Y es que el procedimiento levantó sospechas ya que el recuento electoral duró hasta cuatro días. En la noche del domingo 20 de octubre el recuento de votos quedó sorprendentemente en suspenso cuando todo apuntaba a que iba a producirse una segunda vuelta entre Morales y Mesa. El proceso duró finalmente cuatro días, período dentro del cual se produjo la ‘sospechosa’ renuncia de Antonio Costas, vicepresidente del TSE, por la “desatinada decisión de suspender la publicación de los resultados” el mismo domingo. 

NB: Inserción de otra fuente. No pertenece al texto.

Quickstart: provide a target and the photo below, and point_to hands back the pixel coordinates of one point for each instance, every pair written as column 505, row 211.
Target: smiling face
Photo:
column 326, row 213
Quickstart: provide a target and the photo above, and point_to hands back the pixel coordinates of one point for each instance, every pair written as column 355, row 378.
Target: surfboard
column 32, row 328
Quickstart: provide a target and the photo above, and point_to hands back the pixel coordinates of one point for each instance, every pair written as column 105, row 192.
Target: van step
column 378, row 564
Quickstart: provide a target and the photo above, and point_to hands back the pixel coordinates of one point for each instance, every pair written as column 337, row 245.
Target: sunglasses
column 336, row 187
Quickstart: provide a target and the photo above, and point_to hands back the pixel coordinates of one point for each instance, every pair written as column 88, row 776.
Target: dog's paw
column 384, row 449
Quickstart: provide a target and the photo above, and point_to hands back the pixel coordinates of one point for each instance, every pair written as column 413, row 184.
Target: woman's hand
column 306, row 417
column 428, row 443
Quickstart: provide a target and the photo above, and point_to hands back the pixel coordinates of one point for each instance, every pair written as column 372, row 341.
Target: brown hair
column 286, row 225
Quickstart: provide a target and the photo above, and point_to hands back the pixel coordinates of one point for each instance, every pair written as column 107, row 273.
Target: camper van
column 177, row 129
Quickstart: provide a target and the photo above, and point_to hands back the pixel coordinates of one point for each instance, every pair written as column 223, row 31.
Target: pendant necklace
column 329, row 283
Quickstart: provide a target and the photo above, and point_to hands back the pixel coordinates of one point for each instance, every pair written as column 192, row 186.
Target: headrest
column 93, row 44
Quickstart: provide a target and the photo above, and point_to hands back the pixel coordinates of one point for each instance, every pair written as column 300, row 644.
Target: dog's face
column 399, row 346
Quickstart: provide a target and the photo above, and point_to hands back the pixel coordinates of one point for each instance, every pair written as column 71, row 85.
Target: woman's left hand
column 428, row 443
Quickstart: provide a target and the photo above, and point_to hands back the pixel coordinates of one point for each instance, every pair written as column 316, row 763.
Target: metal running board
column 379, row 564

Carlos Mesa, líder de la oposición boliviana
REUTERS/DAVID MERCADO - Carlos Mesa, líder de la oposición boliviana

La Organización de Estados Americanos (OEA) se ha querido implicar en lo sucedido y lleva a cabo una auditoría vinculante sobre el desenlace electoral, pactada con Evo Morales, a la vez que condena la violencia desencadenada en Bolivia. “La violencia no tiene lugar en democracia”, indicó a través de un comunicado oficial el organismo supranacional americano.